COOKERY AND TAILORING.
When male writers have nothing else to say they fall "afoul" of all women for not being adepts in cookery. Now, one might just as well insist that every man should know how to make his own trousers, as that every woman should be a cook.
Suppose reverses should come, and the man who don't know how should not be able to employ a tailor, where would he be then, not understanding how to make his own trousers? And suppose reverses should not come, how much wiser and better for him to know practically all about tailoring, so that he might with knowledge be able to direct his tailor? At present he thoughtlessly steps in and recklessly orders them. How does he know whether the amount of cloth used is necessary, or the contrary? How does he know that he isn't swindled fearfully on buttons, lappets, and facings, and even the padding inserted to make his rickety figure bewitching? I grieve when I think of this, and then of his asking his wife afterward, "what she did with the twenty-five cents he gave her yesterday to go shopping with." He ought to be master of tailoring in all its branches, before he links his destiny with a woman, or else he ought to wear a cloak, which, morally speaking, is his normal condition.
He may reply that he don't like tailoring; that he has no gift for tailoring; that studying it ever so long he should only make a bad tailor, to spoil the making of a good lawyer or doctor. That's nothing to the purpose. I insist that he shall learn tailoring; not only that, but I insist that he shall like it too. His lawyering and doctoring can come in afterward wheresoever the gods will, in the chinks of his time, but breeches and coats he shall know how to make, or every editor in the land shall be down on him whenever they are hard up for an editorial, if, without this important branch of knowledge, he presumes to address a political meeting. For not understanding breeches, how the mischief can he understand politics, or be prepared to speak about them?

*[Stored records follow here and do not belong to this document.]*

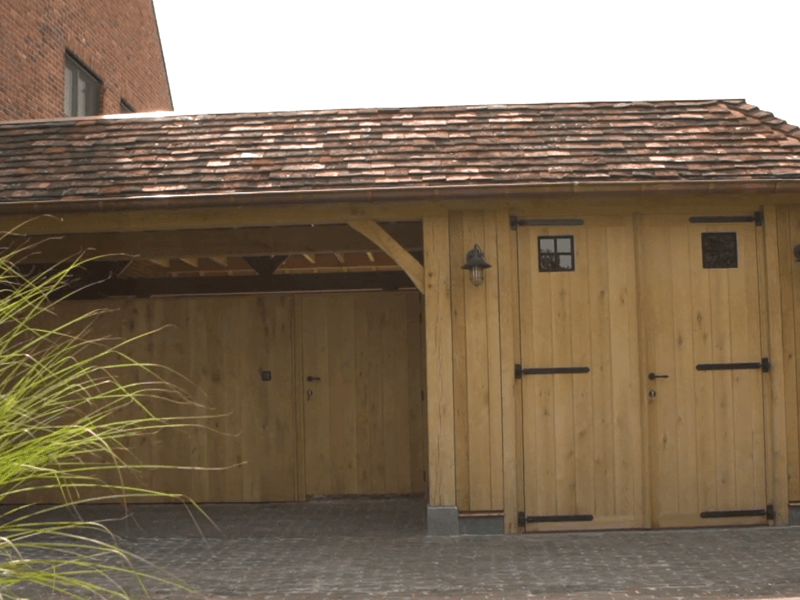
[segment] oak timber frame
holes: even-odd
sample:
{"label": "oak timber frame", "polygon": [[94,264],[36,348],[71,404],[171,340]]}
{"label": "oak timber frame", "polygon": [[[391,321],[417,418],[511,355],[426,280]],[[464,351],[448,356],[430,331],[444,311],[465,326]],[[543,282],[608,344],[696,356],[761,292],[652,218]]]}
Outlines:
{"label": "oak timber frame", "polygon": [[[464,513],[499,514],[503,516],[505,531],[516,533],[520,531],[518,512],[524,506],[523,436],[521,386],[513,370],[514,364],[520,362],[520,316],[518,256],[515,234],[509,226],[510,216],[632,218],[634,233],[639,235],[637,215],[641,214],[735,215],[763,211],[764,226],[756,232],[760,272],[765,275],[759,280],[761,331],[772,363],[771,372],[764,377],[766,495],[776,509],[775,523],[787,524],[789,500],[800,499],[800,496],[790,498],[789,495],[790,446],[792,455],[800,456],[800,452],[796,449],[797,439],[787,440],[786,428],[787,395],[795,389],[794,382],[799,378],[794,365],[787,370],[786,363],[794,360],[794,354],[789,352],[788,342],[784,344],[784,336],[789,333],[787,320],[794,315],[793,309],[787,306],[787,298],[793,286],[798,285],[791,279],[798,273],[789,262],[790,242],[800,240],[790,239],[792,236],[787,235],[779,215],[788,214],[788,207],[796,204],[800,204],[800,198],[789,192],[736,193],[732,188],[678,193],[637,188],[614,194],[595,190],[584,194],[573,191],[566,195],[417,198],[370,203],[326,203],[321,199],[304,204],[302,208],[283,205],[240,206],[235,210],[193,207],[76,211],[60,214],[58,219],[38,217],[32,221],[28,217],[33,215],[4,215],[0,216],[0,227],[10,230],[25,222],[21,231],[31,235],[109,235],[113,243],[114,236],[125,232],[144,235],[143,232],[154,231],[422,220],[421,291],[424,292],[426,323],[429,504],[458,507]],[[698,206],[702,206],[701,211]],[[474,243],[481,245],[493,265],[487,270],[486,282],[481,288],[470,286],[457,265],[463,262],[466,250]],[[419,277],[419,270],[407,257],[401,260],[406,261],[404,269],[412,281]],[[473,329],[468,329],[475,323],[483,333],[467,341],[465,336],[476,335]],[[643,364],[639,371],[641,389],[646,390]],[[473,393],[478,390],[477,395],[470,397],[470,390]],[[642,398],[641,401],[646,406],[646,400]],[[485,426],[478,422],[470,424],[469,414],[464,420],[461,410],[464,402],[482,411],[479,415],[486,417]],[[796,405],[796,399],[794,402]],[[649,526],[652,514],[646,419],[645,409],[642,411],[645,458],[641,489],[644,526]],[[800,472],[800,458],[797,462],[798,466],[792,467],[794,473]]]}

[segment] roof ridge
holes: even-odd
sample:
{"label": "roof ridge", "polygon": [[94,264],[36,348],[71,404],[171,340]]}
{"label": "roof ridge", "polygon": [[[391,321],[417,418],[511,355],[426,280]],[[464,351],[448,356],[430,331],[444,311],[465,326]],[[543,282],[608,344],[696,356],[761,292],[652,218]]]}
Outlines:
{"label": "roof ridge", "polygon": [[[714,98],[695,98],[695,99],[667,99],[667,100],[589,100],[571,102],[534,102],[534,103],[490,103],[490,104],[443,104],[425,106],[377,106],[377,107],[340,107],[340,108],[317,108],[299,110],[268,110],[268,111],[241,111],[241,112],[220,112],[220,113],[195,113],[180,111],[152,111],[141,113],[121,113],[87,115],[74,117],[56,117],[40,119],[14,119],[10,121],[0,120],[0,128],[18,127],[58,127],[80,124],[93,124],[102,122],[141,122],[148,120],[233,120],[241,118],[258,117],[304,117],[304,116],[323,116],[331,114],[365,114],[380,115],[388,112],[426,112],[438,113],[449,111],[492,111],[492,110],[568,110],[571,108],[625,108],[625,107],[653,107],[673,106],[676,108],[690,106],[712,106],[719,103],[724,104],[746,104],[744,100],[725,100]],[[749,106],[749,105],[747,105]],[[767,113],[769,114],[769,113]]]}
{"label": "roof ridge", "polygon": [[720,102],[727,105],[731,110],[735,110],[743,115],[752,117],[767,127],[779,131],[787,137],[800,140],[800,127],[797,125],[792,125],[783,119],[779,119],[774,113],[761,110],[754,104],[748,104],[746,100],[720,100]]}

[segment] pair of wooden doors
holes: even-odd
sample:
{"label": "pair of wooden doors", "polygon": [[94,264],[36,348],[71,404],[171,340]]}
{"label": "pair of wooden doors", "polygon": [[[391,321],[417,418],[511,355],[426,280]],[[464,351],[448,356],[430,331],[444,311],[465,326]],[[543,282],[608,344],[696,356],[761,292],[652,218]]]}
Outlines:
{"label": "pair of wooden doors", "polygon": [[130,464],[183,467],[126,473],[129,485],[196,502],[425,490],[418,293],[65,302],[42,325],[97,309],[111,312],[95,320],[94,336],[130,339],[160,330],[128,353],[168,367],[167,377],[196,401],[153,400],[148,408],[164,417],[200,417],[192,427],[127,440]]}
{"label": "pair of wooden doors", "polygon": [[746,219],[523,221],[527,530],[766,522]]}

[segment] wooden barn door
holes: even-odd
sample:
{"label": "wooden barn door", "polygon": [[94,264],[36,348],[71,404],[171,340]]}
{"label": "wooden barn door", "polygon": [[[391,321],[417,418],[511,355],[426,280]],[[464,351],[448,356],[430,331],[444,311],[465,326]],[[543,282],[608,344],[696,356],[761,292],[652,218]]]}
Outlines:
{"label": "wooden barn door", "polygon": [[642,219],[653,525],[766,523],[756,226],[693,220]]}
{"label": "wooden barn door", "polygon": [[522,221],[517,240],[526,529],[641,526],[632,221]]}
{"label": "wooden barn door", "polygon": [[301,302],[306,495],[424,492],[419,294]]}

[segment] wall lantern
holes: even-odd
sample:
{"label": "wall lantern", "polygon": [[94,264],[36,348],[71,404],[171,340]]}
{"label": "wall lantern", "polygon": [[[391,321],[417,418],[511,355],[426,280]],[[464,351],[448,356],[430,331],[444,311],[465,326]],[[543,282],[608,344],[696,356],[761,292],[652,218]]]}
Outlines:
{"label": "wall lantern", "polygon": [[797,246],[794,247],[794,259],[797,262],[800,262],[800,244],[797,244]]}
{"label": "wall lantern", "polygon": [[486,257],[483,255],[481,247],[475,244],[475,247],[467,252],[467,262],[461,268],[469,270],[469,280],[472,285],[477,286],[483,283],[483,270],[491,266],[486,262]]}

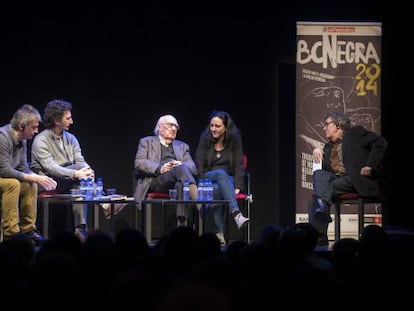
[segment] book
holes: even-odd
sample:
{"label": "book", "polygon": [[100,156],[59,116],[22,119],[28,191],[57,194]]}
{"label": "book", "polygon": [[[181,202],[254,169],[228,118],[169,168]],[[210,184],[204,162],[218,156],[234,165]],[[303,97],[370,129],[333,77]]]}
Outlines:
{"label": "book", "polygon": [[100,198],[100,200],[109,200],[109,201],[117,201],[117,200],[126,200],[128,197],[124,194],[111,194],[111,195],[104,195]]}

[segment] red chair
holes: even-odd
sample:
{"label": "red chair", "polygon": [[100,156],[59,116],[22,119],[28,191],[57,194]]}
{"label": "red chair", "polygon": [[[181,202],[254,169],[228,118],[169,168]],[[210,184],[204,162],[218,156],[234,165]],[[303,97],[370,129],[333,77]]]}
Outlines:
{"label": "red chair", "polygon": [[[132,171],[132,193],[135,192],[135,188],[139,179],[139,172],[137,169]],[[147,238],[149,244],[152,243],[152,212],[153,205],[160,205],[163,200],[168,200],[170,196],[164,192],[148,192],[145,199],[142,201],[141,208],[141,230],[143,230],[144,236]],[[165,211],[161,211],[163,222],[165,222]],[[137,213],[138,214],[138,213]],[[135,223],[138,224],[138,219],[135,219]],[[165,229],[165,223],[162,225],[163,230]]]}
{"label": "red chair", "polygon": [[[246,191],[238,193],[236,195],[236,199],[238,201],[242,201],[244,204],[244,216],[250,219],[250,221],[247,223],[246,229],[243,230],[243,239],[247,241],[247,243],[250,243],[251,238],[251,214],[250,214],[250,208],[251,204],[253,203],[253,194],[251,193],[250,189],[250,173],[247,172],[247,156],[243,154],[243,167],[245,171],[246,176]],[[246,233],[246,236],[244,236]]]}

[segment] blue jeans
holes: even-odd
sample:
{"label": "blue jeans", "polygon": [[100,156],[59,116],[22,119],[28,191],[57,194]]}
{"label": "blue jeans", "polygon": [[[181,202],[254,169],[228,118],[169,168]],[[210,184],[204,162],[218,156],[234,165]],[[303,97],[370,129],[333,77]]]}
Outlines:
{"label": "blue jeans", "polygon": [[[208,171],[205,178],[209,178],[213,183],[213,197],[214,200],[229,201],[229,212],[239,212],[239,205],[237,204],[236,194],[234,192],[234,178],[227,174],[223,169]],[[213,213],[213,221],[217,232],[224,232],[224,215],[223,206],[219,205],[211,208]]]}

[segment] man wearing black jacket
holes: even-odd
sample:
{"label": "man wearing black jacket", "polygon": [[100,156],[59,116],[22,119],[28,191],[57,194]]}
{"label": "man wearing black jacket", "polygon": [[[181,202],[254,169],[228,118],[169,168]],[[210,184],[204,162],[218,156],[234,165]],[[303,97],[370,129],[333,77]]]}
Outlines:
{"label": "man wearing black jacket", "polygon": [[328,113],[324,131],[328,142],[323,150],[313,150],[313,160],[322,161],[322,169],[313,173],[312,207],[309,221],[320,233],[319,245],[328,244],[329,210],[332,199],[342,193],[378,196],[379,180],[375,176],[387,149],[387,141],[362,126],[351,127],[348,117]]}

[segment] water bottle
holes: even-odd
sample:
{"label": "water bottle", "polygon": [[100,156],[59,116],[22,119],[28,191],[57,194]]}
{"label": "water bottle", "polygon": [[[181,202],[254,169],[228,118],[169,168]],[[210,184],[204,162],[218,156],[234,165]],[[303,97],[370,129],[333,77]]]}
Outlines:
{"label": "water bottle", "polygon": [[96,188],[95,188],[95,199],[99,200],[103,196],[103,180],[102,177],[98,177],[96,180]]}
{"label": "water bottle", "polygon": [[211,179],[204,179],[204,200],[205,201],[212,201],[214,200],[213,195],[213,183]]}
{"label": "water bottle", "polygon": [[197,193],[198,200],[204,201],[204,180],[203,179],[198,180],[197,191],[198,191]]}
{"label": "water bottle", "polygon": [[86,180],[85,200],[93,200],[93,180],[88,178]]}
{"label": "water bottle", "polygon": [[83,198],[86,196],[86,178],[81,178],[79,182],[80,194]]}
{"label": "water bottle", "polygon": [[190,200],[190,184],[189,184],[188,180],[184,181],[183,200],[184,201],[189,201]]}

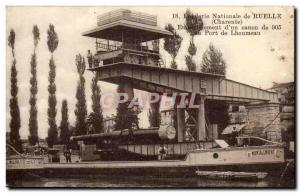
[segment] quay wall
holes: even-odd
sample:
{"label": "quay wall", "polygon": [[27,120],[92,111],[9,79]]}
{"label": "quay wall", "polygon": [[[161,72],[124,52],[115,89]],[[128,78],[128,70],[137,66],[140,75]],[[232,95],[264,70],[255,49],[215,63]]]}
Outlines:
{"label": "quay wall", "polygon": [[282,141],[278,103],[259,103],[246,106],[249,126],[244,134]]}

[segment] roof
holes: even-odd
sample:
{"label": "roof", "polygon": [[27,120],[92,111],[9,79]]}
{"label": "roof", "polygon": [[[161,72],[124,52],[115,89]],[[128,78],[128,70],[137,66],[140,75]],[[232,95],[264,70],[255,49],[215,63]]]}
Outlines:
{"label": "roof", "polygon": [[125,19],[147,25],[157,26],[157,16],[129,9],[117,9],[97,16],[97,25],[104,25]]}
{"label": "roof", "polygon": [[122,41],[122,32],[124,33],[124,37],[127,37],[128,35],[140,37],[142,42],[173,35],[171,32],[158,26],[127,21],[124,19],[98,26],[94,29],[84,32],[82,35],[93,38]]}
{"label": "roof", "polygon": [[294,82],[285,82],[285,83],[276,83],[273,82],[273,86],[270,89],[275,89],[275,88],[285,88],[289,86],[293,86]]}

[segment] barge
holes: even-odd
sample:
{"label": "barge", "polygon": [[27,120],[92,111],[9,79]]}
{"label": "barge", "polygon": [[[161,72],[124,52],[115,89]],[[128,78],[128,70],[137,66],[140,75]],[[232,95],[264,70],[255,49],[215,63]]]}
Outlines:
{"label": "barge", "polygon": [[196,176],[196,171],[267,172],[280,175],[286,165],[284,149],[278,146],[253,146],[196,149],[183,160],[92,161],[80,163],[46,163],[48,176],[134,175]]}

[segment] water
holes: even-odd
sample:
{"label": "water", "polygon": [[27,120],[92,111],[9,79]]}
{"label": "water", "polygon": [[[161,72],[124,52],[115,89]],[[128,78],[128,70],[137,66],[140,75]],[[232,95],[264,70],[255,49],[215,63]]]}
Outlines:
{"label": "water", "polygon": [[275,187],[278,180],[264,180],[259,182],[230,181],[230,180],[208,180],[193,178],[150,178],[150,177],[112,177],[112,176],[85,176],[84,178],[44,178],[34,176],[15,180],[10,187]]}

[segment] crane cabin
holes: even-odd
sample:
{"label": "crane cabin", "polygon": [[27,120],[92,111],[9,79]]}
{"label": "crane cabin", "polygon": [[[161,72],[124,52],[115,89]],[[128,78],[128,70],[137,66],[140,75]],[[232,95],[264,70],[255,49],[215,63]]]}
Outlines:
{"label": "crane cabin", "polygon": [[97,17],[97,27],[83,33],[96,39],[90,68],[116,63],[162,65],[159,39],[172,36],[158,27],[157,16],[127,9]]}

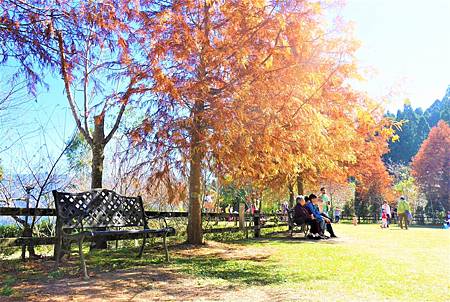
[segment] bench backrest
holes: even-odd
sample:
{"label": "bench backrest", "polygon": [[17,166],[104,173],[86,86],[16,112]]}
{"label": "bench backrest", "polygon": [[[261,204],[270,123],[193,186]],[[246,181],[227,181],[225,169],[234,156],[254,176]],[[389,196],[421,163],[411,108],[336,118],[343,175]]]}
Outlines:
{"label": "bench backrest", "polygon": [[53,191],[57,224],[61,228],[146,227],[142,198],[111,190],[81,193]]}

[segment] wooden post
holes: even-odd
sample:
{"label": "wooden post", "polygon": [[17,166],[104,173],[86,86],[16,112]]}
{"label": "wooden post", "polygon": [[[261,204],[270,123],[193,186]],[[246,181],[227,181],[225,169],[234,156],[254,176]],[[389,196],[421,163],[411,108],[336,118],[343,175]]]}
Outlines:
{"label": "wooden post", "polygon": [[243,230],[245,228],[245,204],[239,203],[239,228]]}
{"label": "wooden post", "polygon": [[260,220],[259,220],[259,210],[255,210],[255,214],[253,214],[253,224],[254,224],[254,232],[255,238],[259,238],[261,236]]}

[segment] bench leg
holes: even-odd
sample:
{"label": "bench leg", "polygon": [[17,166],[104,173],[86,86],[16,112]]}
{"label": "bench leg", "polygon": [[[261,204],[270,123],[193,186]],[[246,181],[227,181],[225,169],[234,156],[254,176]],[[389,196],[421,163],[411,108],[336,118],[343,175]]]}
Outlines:
{"label": "bench leg", "polygon": [[59,267],[59,262],[61,261],[61,244],[62,239],[58,238],[55,246],[55,269]]}
{"label": "bench leg", "polygon": [[84,254],[83,254],[83,241],[84,241],[84,236],[81,236],[78,239],[78,251],[80,253],[81,270],[83,271],[84,280],[88,280],[89,275],[87,273],[86,261],[84,260]]}
{"label": "bench leg", "polygon": [[139,255],[138,258],[142,257],[142,253],[144,252],[144,247],[145,247],[145,242],[147,241],[147,235],[144,235],[144,238],[142,239],[142,245],[141,248],[139,249]]}
{"label": "bench leg", "polygon": [[72,241],[69,240],[69,245],[67,248],[67,260],[70,260],[71,250],[72,250]]}
{"label": "bench leg", "polygon": [[168,248],[167,248],[167,233],[164,233],[164,236],[163,236],[163,245],[164,245],[164,252],[165,252],[165,254],[166,254],[166,262],[169,262],[170,261],[170,259],[169,259],[169,250],[168,250]]}

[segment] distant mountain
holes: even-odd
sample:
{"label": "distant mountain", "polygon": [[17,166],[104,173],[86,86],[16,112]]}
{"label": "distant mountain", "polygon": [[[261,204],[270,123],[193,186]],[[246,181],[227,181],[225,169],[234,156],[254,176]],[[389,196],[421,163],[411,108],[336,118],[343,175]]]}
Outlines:
{"label": "distant mountain", "polygon": [[388,112],[387,116],[406,123],[397,132],[399,141],[389,143],[391,151],[384,156],[384,160],[408,164],[439,120],[450,123],[450,86],[442,100],[436,100],[425,112],[421,108],[414,110],[410,104],[405,103],[403,110],[398,110],[396,115]]}

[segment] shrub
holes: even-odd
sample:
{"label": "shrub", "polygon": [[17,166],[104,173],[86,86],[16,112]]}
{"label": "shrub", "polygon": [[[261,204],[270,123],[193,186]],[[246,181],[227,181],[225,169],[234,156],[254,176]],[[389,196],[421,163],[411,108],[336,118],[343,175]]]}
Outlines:
{"label": "shrub", "polygon": [[20,237],[22,228],[15,224],[0,225],[0,238]]}

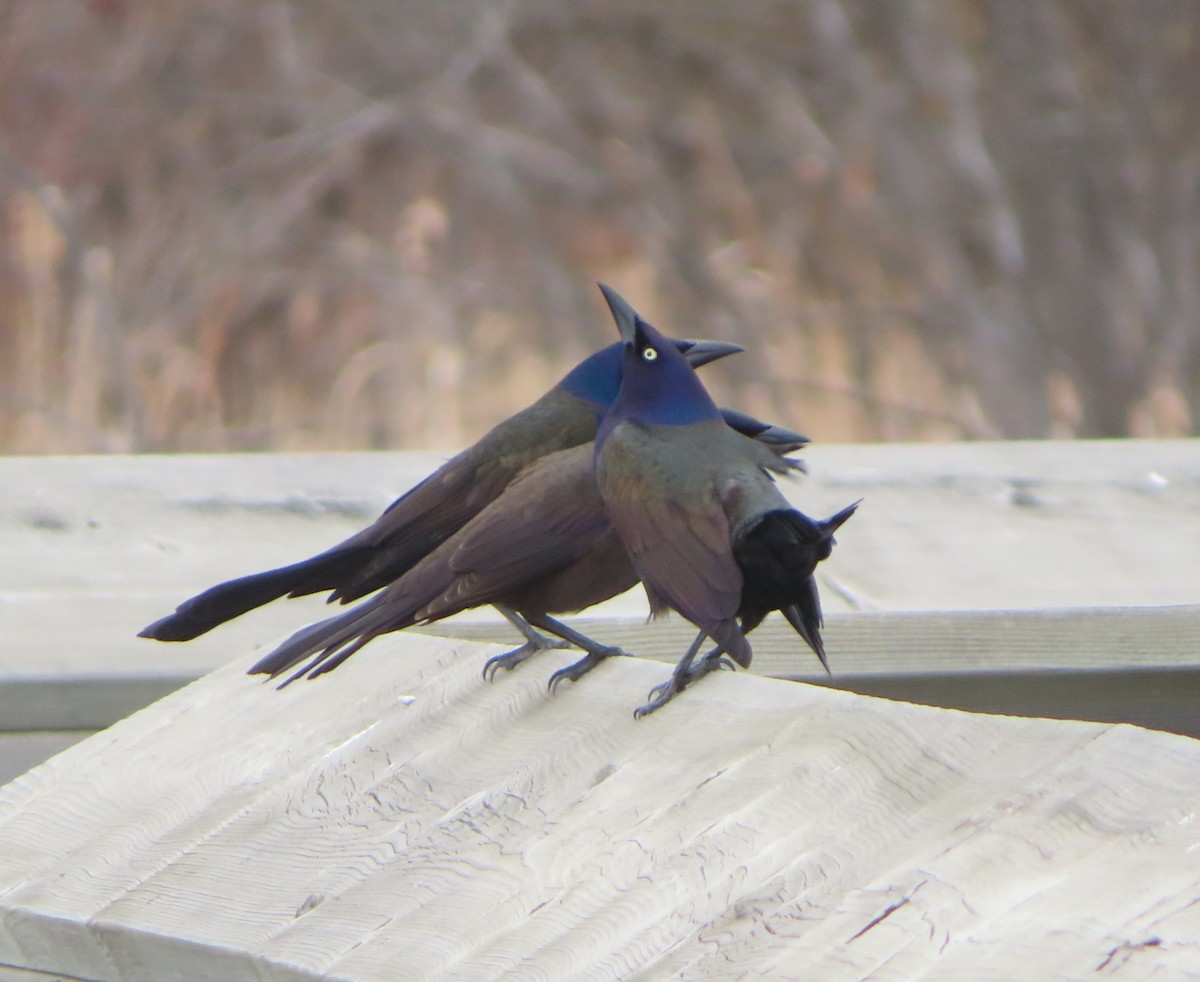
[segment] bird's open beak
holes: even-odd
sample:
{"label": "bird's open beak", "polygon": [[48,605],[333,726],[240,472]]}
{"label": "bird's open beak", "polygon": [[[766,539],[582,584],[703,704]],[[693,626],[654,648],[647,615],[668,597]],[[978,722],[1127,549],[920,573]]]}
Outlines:
{"label": "bird's open beak", "polygon": [[739,351],[746,350],[740,344],[732,344],[728,341],[676,341],[675,343],[692,368],[699,368],[701,365],[707,365],[710,361],[716,361],[726,355],[736,355]]}
{"label": "bird's open beak", "polygon": [[626,344],[633,344],[637,331],[637,311],[629,305],[629,301],[607,283],[597,283],[596,285],[600,287],[600,292],[604,294],[604,299],[608,303],[608,309],[612,311],[613,320],[617,322],[617,330],[621,332],[621,340]]}
{"label": "bird's open beak", "polygon": [[[617,322],[617,330],[621,332],[621,340],[626,344],[636,344],[638,322],[642,321],[638,312],[630,306],[628,300],[608,284],[598,283],[596,285],[600,287],[600,292],[604,294],[604,299],[608,302],[608,309],[612,311],[613,320]],[[645,322],[642,321],[642,323]],[[692,368],[699,368],[701,365],[707,365],[710,361],[716,361],[726,355],[736,355],[739,351],[746,350],[740,344],[731,344],[728,341],[676,341],[675,344],[683,352]]]}

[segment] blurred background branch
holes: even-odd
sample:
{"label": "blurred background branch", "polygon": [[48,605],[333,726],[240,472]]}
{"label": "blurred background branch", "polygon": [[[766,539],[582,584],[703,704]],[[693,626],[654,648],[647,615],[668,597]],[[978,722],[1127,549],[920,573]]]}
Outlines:
{"label": "blurred background branch", "polygon": [[0,0],[0,450],[454,448],[614,338],[823,442],[1200,421],[1186,0]]}

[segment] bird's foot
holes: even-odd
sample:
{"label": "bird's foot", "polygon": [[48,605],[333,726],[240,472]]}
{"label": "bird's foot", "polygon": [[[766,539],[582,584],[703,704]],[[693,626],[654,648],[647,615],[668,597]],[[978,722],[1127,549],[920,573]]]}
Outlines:
{"label": "bird's foot", "polygon": [[580,658],[579,661],[568,665],[566,668],[560,668],[551,675],[546,688],[551,692],[555,692],[561,682],[578,682],[588,672],[604,661],[604,659],[611,658],[614,655],[619,655],[622,658],[631,657],[629,652],[623,648],[593,648]]}
{"label": "bird's foot", "polygon": [[714,651],[698,662],[693,662],[683,672],[672,672],[669,679],[650,690],[648,697],[650,701],[644,706],[638,706],[633,711],[634,719],[641,719],[643,716],[649,716],[656,709],[662,709],[689,685],[697,679],[704,678],[709,672],[715,672],[719,668],[732,670],[735,667],[733,662],[719,651]]}
{"label": "bird's foot", "polygon": [[684,674],[686,679],[685,684],[691,685],[697,679],[702,679],[709,672],[715,672],[717,669],[728,669],[731,672],[736,672],[737,665],[732,658],[727,658],[719,651],[709,652],[698,662],[693,662],[688,666],[688,670]]}
{"label": "bird's foot", "polygon": [[650,690],[650,701],[644,706],[638,706],[633,711],[634,719],[641,719],[643,716],[649,716],[656,709],[662,709],[667,703],[674,699],[687,687],[687,683],[680,683],[679,679],[672,675],[662,685],[656,685]]}
{"label": "bird's foot", "polygon": [[545,635],[537,634],[535,637],[530,637],[521,647],[513,648],[512,651],[506,651],[502,655],[496,655],[494,658],[489,658],[483,664],[483,677],[491,682],[496,677],[496,673],[500,669],[506,672],[511,672],[522,662],[536,655],[539,651],[549,651],[551,648],[569,648],[569,642],[562,641],[558,638],[548,638]]}

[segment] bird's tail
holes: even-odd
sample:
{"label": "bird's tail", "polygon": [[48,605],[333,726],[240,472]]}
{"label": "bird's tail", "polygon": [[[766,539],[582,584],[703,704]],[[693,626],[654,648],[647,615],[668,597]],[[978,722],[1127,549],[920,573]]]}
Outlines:
{"label": "bird's tail", "polygon": [[385,608],[385,597],[386,594],[380,594],[344,614],[301,628],[270,654],[255,662],[247,674],[278,678],[308,659],[299,671],[283,681],[280,685],[282,689],[301,676],[316,678],[332,671],[380,634],[411,626],[412,619],[400,620]]}
{"label": "bird's tail", "polygon": [[762,420],[747,416],[736,409],[722,409],[721,415],[725,418],[726,425],[732,426],[742,436],[748,436],[752,440],[765,444],[780,456],[800,450],[812,442],[803,433],[797,433],[795,430],[789,430],[775,423],[764,423]]}
{"label": "bird's tail", "polygon": [[279,597],[333,590],[362,562],[357,550],[321,553],[291,566],[227,580],[185,600],[175,613],[138,632],[156,641],[190,641],[219,624]]}

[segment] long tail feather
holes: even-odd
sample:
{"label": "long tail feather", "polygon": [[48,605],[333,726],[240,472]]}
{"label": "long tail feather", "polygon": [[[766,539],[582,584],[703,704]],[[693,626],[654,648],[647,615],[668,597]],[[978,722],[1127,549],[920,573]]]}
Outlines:
{"label": "long tail feather", "polygon": [[[408,627],[412,623],[411,620],[405,621],[391,616],[382,600],[383,595],[374,597],[344,614],[301,628],[274,651],[255,662],[247,674],[277,678],[305,659],[317,656],[303,670],[283,683],[287,685],[295,678],[309,674],[330,657],[337,656],[335,663],[341,664],[372,638]],[[344,654],[340,653],[347,645],[353,647],[347,649]]]}
{"label": "long tail feather", "polygon": [[185,600],[173,614],[138,632],[156,641],[190,641],[255,607],[280,597],[303,597],[332,590],[362,562],[357,551],[322,553],[291,566],[226,580]]}

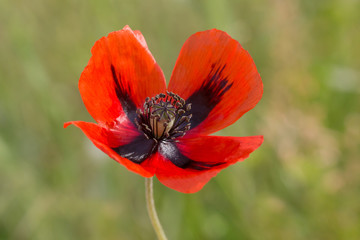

He may tell me that he don't intend to "link his destiny with woman," but instead, to be a gay bachelor, and have a latch-key, and one towel a week at some boarding-house, and whistle "Hail Columbia" at midnight, at his own sweet will, with variations, without the fear of waking some wretched baby. That's nothing to do with it. I insist that even then, he, being obliged to wear breeches, should know how many yards of different width cloth it takes to make them. I insist that, without this knowledge, he is not even prepared to be a bachelor. Nobody can tell, in this world, when misfortune may overtake one. Cigars may become so dear, and his exchequer so low in consequence, that he may be obliged to alter his little plan, and link his destiny to some woman who will earn them for him. And suppose the twins should afterward interfere with her earnings, then think how glorious it would be to turn his knowledge of tailoring to account on this conjugal rainy day, and not only make his own breeches, but those of the twins, who would undoubtedly be boys, because men like boys, and therefore ought to have them.
Now, having freed my mind on this point, I proceed to say that the brightest and most gifted women I have known have perfectly understood cookery, and have written some of their best things over the cooking-stove, while they kept two "pots boiling." Furthermore, that the more brains a woman has, the less she will "look down upon," or "despise," a knowledge so important as that of cookery. But because she knows how, and because she does it, it need not of necessity follow that she "hankers after it." And when she does it, she should have the credit of doing it; and if her husband be a literary man, he should know and acknowledge—which is the thing he don't always do—that though she resolutely performs her duty without shirking, while he quietly scribbles, a sigh occasionally goes up chimney with the smoke, at the thoughts which fly up with it, that she may never catch again, either for fame or money. I say, when gobbling down the food she prepares, or oversees the preparing, in these days of incompetent servants, he should sometimes recognize this.
Then I would call attention to the fact that married men should everywhere, and in all classes, remember, that it is very discouraging for any wife and housekeeper, when, for the same efficient labor which she expends under her own roof, she could earn for herself at least a competence, to be obliged to go as a beggar to her husband for the money which is justly her due. Perhaps, if husbands were more just and generous with regard to this matter, women might take their pleasure in "cookery," which every man seems to think is her only "through ticket" to Paradise, and to their affections, viâ their stomachs.